David Blackburn

Many BNP voters’ concerns are legitimate and should be recognised as such

Frank Field was characteristically forthright on the Today programme this morning. “I don’t believe, given the strains (on the economy), we will be able to maintain an open door policy without serious unrest on the streets,” he said, and this brings me to a Sunny Hundal article on the media’s approach to the BNP.

Hundal is extremely eloquent but his premises are ill-conceived. He aligns the BNP exclusively with racism and immigration, because it follows that a racist is illegitimate and can be consigned to irrelevance. He writes:

‘If you want to vote BNP and think people of different cultures and races are scary, why not just say so? Every modern interview with a BNP voter is prefaced with: “I vote BNP, not because I’m racist but … “, which inevitably leads to a diatribe on why immigrants are leading the country into hell in a handcart. It has been repeatedly pointed out, even in most tabloids and broadsheets, that the BNP is a racist party. It is tearing itself over the issue right now. Surely it should be obvious to most what it stands for by now?’      

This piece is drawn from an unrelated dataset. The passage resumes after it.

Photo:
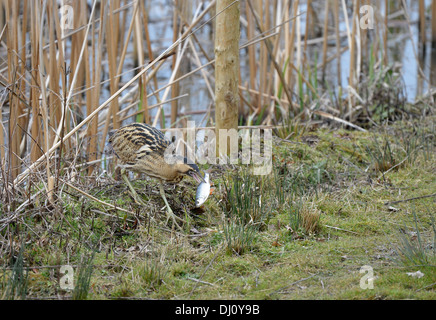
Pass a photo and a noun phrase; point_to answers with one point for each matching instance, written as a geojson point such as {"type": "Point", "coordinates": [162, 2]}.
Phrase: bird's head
{"type": "Point", "coordinates": [191, 170]}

No doubt, the party leadership is racist. Most have convictions for inciting racial hatred and connections with White Supremacists across the globe. It’s an open and shut case. Are the million who voted BNP also uniformly racist? Emphatically not. Research by Nothing British indicates that BNP supporters are not defined by extreme racial attitudes. 14 percent of the British voting public reject the contention that there is no difference between the intelligence of the average black Briton and that of the average white; 69 percent of BNP voters agree with the contention. Perpetuating the lazy analysis that working class concerns about immigration are informed by the working class’ inherent racism sustains Griffin and whatever lunacy he dreams in private.

The BNP is legitimate, distasteful but legitimate. Its voters concerns should have been addressed by mainstream politics. Xenophobia and racism may lead 31 percent of BNP voters to oppose immigration; the remaining 69 percent have specifically economic grievances. The BNP’s nationalism is in part inspired by the government’s prejudiced distribution of resources. Housing is allocated according to need, not race, but a family of seven takes precedence over a family of four, and migrants tend to have larger families. This policy has fostered resentment and a sense of betrayal, all too easily exploited by malign influences. Housing should be allocated according to residency and citizenship, especially as it is in such short supply. That requires an active curb on economic migrants and perhaps asylum seekers. The main parties pussyfoot towards that conclusion; they must move faster and louder.

BNP voters have been frozen out of mainstream political debate because they have been excluded from, to pinch a phrase, the proceeds of growth. Globalisation has brought prosperity to the many and misery to the few. The explosion of migrant workers under this government, not imported as part of some sinister plot (this government is too incompetent to have implemented something so intricate), but because many of Britain’s working classes were unemployable in a changed, globalised economy. John Redwood has written persuasively of the need to stimulate manufacturing; he is right. The BNP’s success in Dagenham can be ascribed to job losses at the Dagenham car plant. Skilled manufacturers made redundant in middle age (most BNP voters are male and around fifty) find few other opportunities. They fall into the benefits trap and worklessness begets worklessness. It is telling that many BNP councillors in Barking do not turn up because attendance would make them ineligible for the full range of benefits they claim (more on that later).

Perhaps I do Hundal, Peter Hain, Mehdi Hasan a disservice, but their collective intransigence, their insistence that the BNP is a racist party and that the right-wing press unintentionally sustains Griffin, is a reflection that many BNP voters are former Labour voters, radicalised by Labour’s indifference to their concerns. So often of the same tongue as their opponents, the Conservative leadership is equally culpable. BNP voters will not be re-integrated into the mainstream unless the mainstream accepts that those voters at least have a point.